St. Louis Trick-or-Treaters Have Unusual Tradition on Halloween Night to Get Candy
If you’re not from the Midwest, especially near the St Louis area, then you may not be familiar with this certain tradition that takes place every Halloween.
There’s a peculiar thing that children do on Halloween in St Louis and that is that when the children go trick-or-treating it’s not just going up to a house and getting some candy or saying trick or treat or anything like that. These children show up at the doorsteps and start telling jokes.
Some people who grew up in the St. Louis area and later move somewhere else may find it even more peculiar that other children don’t do that because that’s what they grew up experiencing. But where did this tradition come from?
One theory is that in order to deflect the attention of ghosts, ancient Celts used the apotropaic tradition of dressing up and during the festival procession around the village, people offered poems in exchange for food as a method to celebrate the harvest and share wealth. And from that charming, antiquated custom, the joke-for-a-mini-Snickers exchange that we know today developed.
The less inspiring and possibly more probable scenario is that it was mostly about dealing with kids who were bored and engaged in little crime. There are Halloween jokes in other cities as well, according to a 2011 NPR piece; some claim that the custom started in Des Moines during the Great Depression as “an attempt to curb hooliganism, which included upending trash cans, turning on fire hydrants, and shooting out streetlights.”
After the chaotic Halloween of 1938, when police were called to 550 complaints of soaped windows, sporadic fires, and bricks flying into the air, “Beggars Night” became a Des Moines tradition.
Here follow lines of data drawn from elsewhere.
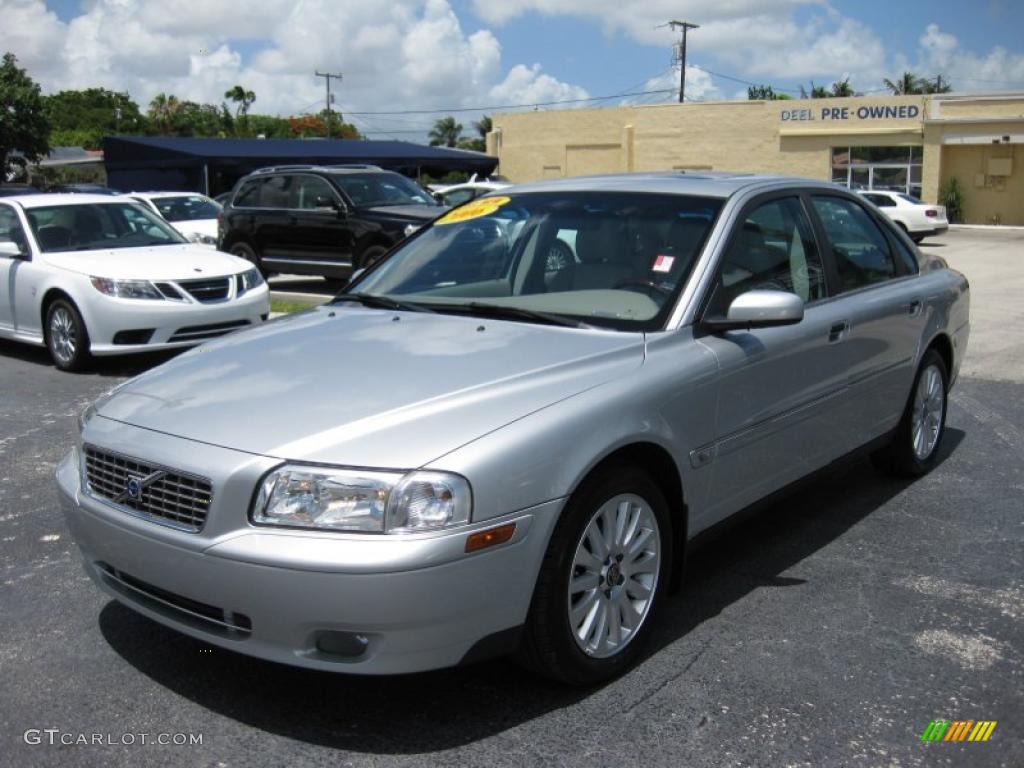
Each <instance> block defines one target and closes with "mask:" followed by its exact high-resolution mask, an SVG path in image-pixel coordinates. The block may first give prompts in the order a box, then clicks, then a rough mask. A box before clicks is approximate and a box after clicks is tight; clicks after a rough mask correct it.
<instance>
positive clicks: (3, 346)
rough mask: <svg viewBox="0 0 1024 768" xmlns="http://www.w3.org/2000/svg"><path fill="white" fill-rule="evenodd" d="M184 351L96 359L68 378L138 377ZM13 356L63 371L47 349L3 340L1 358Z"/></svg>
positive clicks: (14, 356)
mask: <svg viewBox="0 0 1024 768" xmlns="http://www.w3.org/2000/svg"><path fill="white" fill-rule="evenodd" d="M183 351H184V349H170V350H165V351H161V352H142V353H140V354H125V355H120V356H116V357H94V358H93V359H92V360H91V361H90V362H89V366H88V367H87V368H86V370H85V371H83V372H82V374H63V375H65V376H79V375H93V376H102V377H109V378H118V377H129V376H137V375H138V374H140V373H143V372H144V371H148V370H150V369H151V368H156V367H157V366H159V365H160V364H162V362H167V360H169V359H171V358H172V357H175V356H177V355H179V354H181V352H183ZM4 357H11V358H14V359H19V360H23V361H25V362H32V364H38V365H39V366H44V367H46V368H52V369H53V372H54V373H55V374H59V373H60V372H59V371H57V369H56V368H55V367H54V366H53V361H52V360H51V359H50V353H49V352H48V351H47V350H46V349H45V348H44V347H37V346H32V345H30V344H22V343H18V342H15V341H8V340H6V339H0V359H2V358H4Z"/></svg>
Since idle hands are the devil’s playground, government officials ordered that on October 30, children could go door to door to ask for treats, but only if they worked for it with a song, a poem, a cartwheel, or a joke. It worked.
It appears that something similar might have occurred in St. Louis. In this instance, Halloween jokes are likewise documented in history as a decidedly post-Depression phenomenon. And before that, reports of Halloween-related adolescent criminality were common in newspapers. However, jokes rather than pranks had become St. Louis’ Halloween custom by the 1970s.
However, old habits are hard to break and occasionally change over time. A gang of five teens wearing paper bag masks robbed a pub on McPherson in 1971, according to the St. Louis Post-Dispatch, by confusing the elders with a series of awful Halloween jokes. They were able to take $250 from the cash register and flee before the police could respond.